You’ve taken the MCAT, completed all the pre-reqs, and maybe shadowed a physician, done some research, and volunteered. Now it’s time to make sure you’re all in for the last legs of this long journey. In this series, we’ll discuss how you can continue to navigate your way to a med school acceptance by analyzing your profile, creating a strong med school application, writing stellar AMCAS and secondary essays, and nailing your interview.
After you submit your AMCAS application, if everything goes well, you’ll be asked to submit secondary applications. Each medical school requires different information.
The following tips will help you write these challenging essays:
1. Timing is critical.
The general rule is to complete each secondary application within two weeks of receiving it.
2. Prioritize schools.
If faced with more secondaries than you can handle, prioritize. Complete the secondaries from the schools you are most interested in attending and/or have the greatest chance of being offered an interview first.
3. Be thorough and do not rush.
The essays in your secondary application are as important as your personal essay, and in some cases, more important. Do not rush through them.
4. Research each school.
Before starting to write any essays, spend some time reviewing the website, the mission statement, and the curriculum of the medical school. (This is something you want to repeat again before interviewing.) Try to incorporate in your essays some of the information you learn so that you stress why you are a good match and what you can offer your target school. In essence you want to personalize each essay. Try to reinforce how your past experiences match the school’s mission statement or how your interests match their specialty offerings. Each school has a special focus (such as a unique curriculum, strong research base, a focus on the underserved or primary care). Think about what you have to offer that aligns well with their focus or mission and reinforce that in your essay.
5. Answer accurately.
Seems obvious, I know, but many applicants need the reminder: Answer the questions as they are written and not as you wish they were written. You may write a lovely essay about your shadowing stint at your local ER during high school, but if the question was about extracurricular activities in college, then you still haven’t gotten the job done right. This also means that if you’re trying to reuse stories in multiple applications, you need to read the questions very carefully and make sure you’re on target.

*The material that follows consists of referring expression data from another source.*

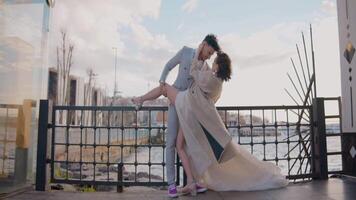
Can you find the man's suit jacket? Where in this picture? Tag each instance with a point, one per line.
(184, 58)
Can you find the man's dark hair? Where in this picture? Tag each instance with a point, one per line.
(212, 41)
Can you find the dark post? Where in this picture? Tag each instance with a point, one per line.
(177, 170)
(119, 187)
(42, 146)
(319, 157)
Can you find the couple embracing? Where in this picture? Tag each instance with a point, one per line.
(210, 158)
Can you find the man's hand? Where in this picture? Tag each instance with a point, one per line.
(199, 50)
(161, 83)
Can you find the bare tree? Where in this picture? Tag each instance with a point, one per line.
(64, 65)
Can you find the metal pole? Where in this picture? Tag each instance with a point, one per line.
(115, 85)
(42, 146)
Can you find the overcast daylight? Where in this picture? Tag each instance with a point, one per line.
(260, 37)
(177, 99)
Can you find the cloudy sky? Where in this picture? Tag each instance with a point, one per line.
(260, 36)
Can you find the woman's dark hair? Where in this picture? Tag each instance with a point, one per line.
(224, 63)
(212, 41)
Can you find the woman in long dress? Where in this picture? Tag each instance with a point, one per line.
(207, 151)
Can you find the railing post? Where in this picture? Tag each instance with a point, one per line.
(319, 157)
(119, 186)
(42, 146)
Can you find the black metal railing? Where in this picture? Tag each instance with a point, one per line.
(117, 145)
(8, 126)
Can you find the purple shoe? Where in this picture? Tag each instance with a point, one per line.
(172, 191)
(201, 189)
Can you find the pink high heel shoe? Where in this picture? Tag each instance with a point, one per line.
(137, 101)
(190, 188)
(201, 188)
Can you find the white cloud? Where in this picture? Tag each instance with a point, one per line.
(180, 26)
(262, 59)
(190, 5)
(95, 28)
(328, 7)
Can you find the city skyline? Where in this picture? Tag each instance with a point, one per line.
(260, 38)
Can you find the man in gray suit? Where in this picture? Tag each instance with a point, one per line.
(184, 59)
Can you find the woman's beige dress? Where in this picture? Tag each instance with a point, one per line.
(215, 158)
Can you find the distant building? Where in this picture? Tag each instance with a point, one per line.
(80, 94)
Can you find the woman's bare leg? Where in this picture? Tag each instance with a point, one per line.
(183, 156)
(165, 90)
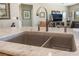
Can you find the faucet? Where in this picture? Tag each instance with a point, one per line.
(37, 14)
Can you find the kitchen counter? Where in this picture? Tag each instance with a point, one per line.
(27, 50)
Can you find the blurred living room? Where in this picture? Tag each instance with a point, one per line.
(39, 29)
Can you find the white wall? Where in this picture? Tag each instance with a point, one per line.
(14, 12)
(49, 7)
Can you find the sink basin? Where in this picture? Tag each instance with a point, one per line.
(58, 41)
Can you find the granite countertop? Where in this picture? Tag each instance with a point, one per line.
(28, 50)
(17, 49)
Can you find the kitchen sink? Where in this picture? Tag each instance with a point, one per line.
(58, 41)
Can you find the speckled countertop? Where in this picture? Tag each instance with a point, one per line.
(27, 50)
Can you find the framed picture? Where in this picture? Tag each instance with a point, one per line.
(42, 14)
(27, 14)
(4, 11)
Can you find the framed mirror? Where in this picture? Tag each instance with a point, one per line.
(4, 11)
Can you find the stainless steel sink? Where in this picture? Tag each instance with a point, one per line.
(42, 39)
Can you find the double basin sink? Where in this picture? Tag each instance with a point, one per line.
(58, 41)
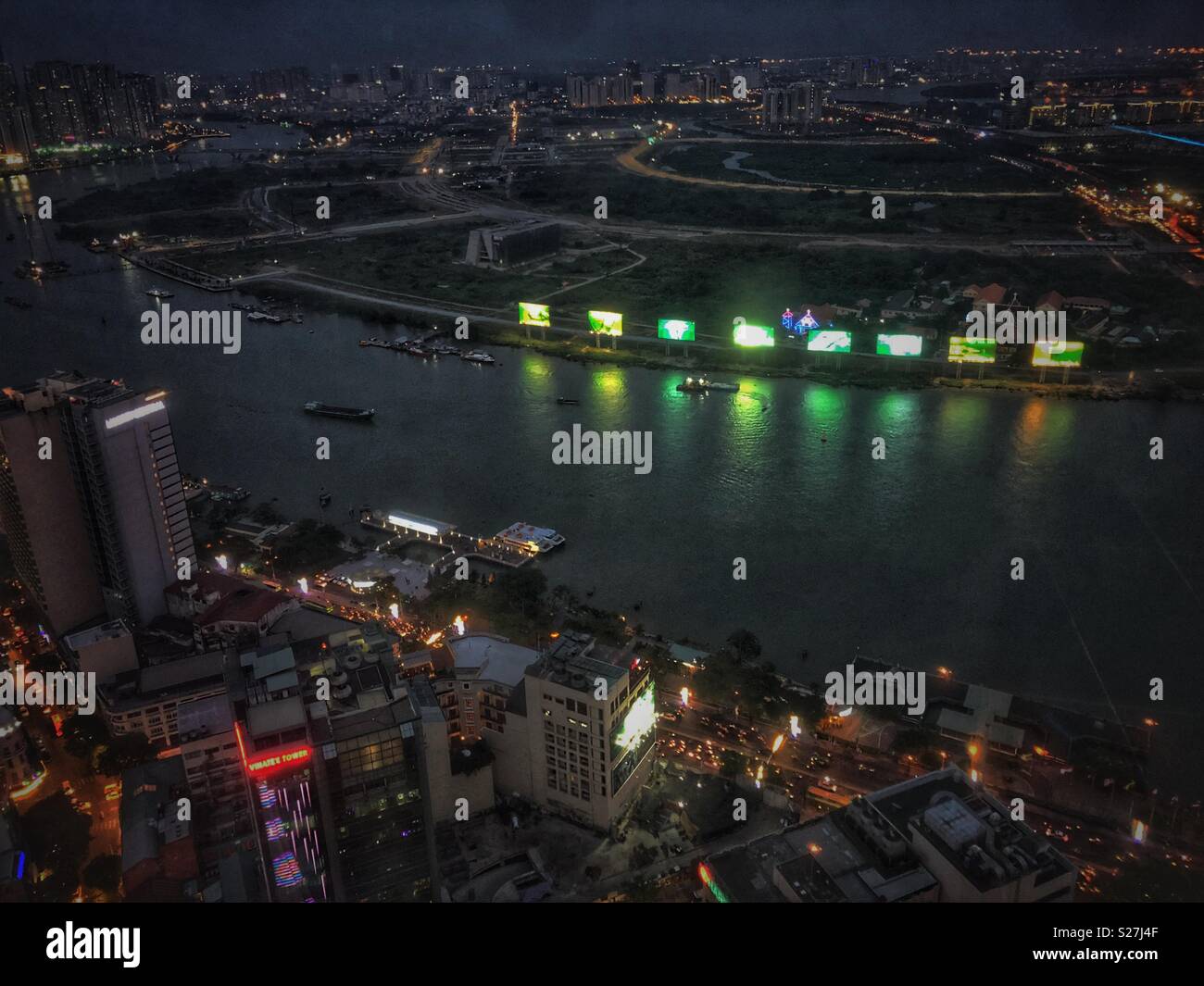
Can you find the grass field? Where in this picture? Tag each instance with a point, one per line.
(922, 167)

6. Give state school essays enough attention.
When completing an essay for your state school, stress why you want to go there just as you would any other school. Financial reasons and proximity to home are important reasons, but you still want to reinforce why you are a good match for the school.
7. Share additional information.
Each secondary application provides a place for you to show a little more of yourself. Try to include information in your essays that you may not have been able to incorporate into your AMCAS application. The secondary essays should complement, not duplicate, the AMCAS essay.
8. Edit effectively.
You don’t just want to tell your story; you want to tell your story well – this includes choosing the right topic, writing about your experiences with interesting and relevant details, and – last but not least – editing the essay so that it gleams. A successful secondary essay isn’t messy with typos and poor grammar; it’s neat, organized, and error-free. If English is not your first language – and even if it is – you will most definitely benefit from having another set of eyes (or more) look over your essay to ensure that it’s top-notch and ready for send-off.
Again this is the final piece of information that will be considered by admission committees prior to interview offers, so put time into each and make sure you customize them for each school.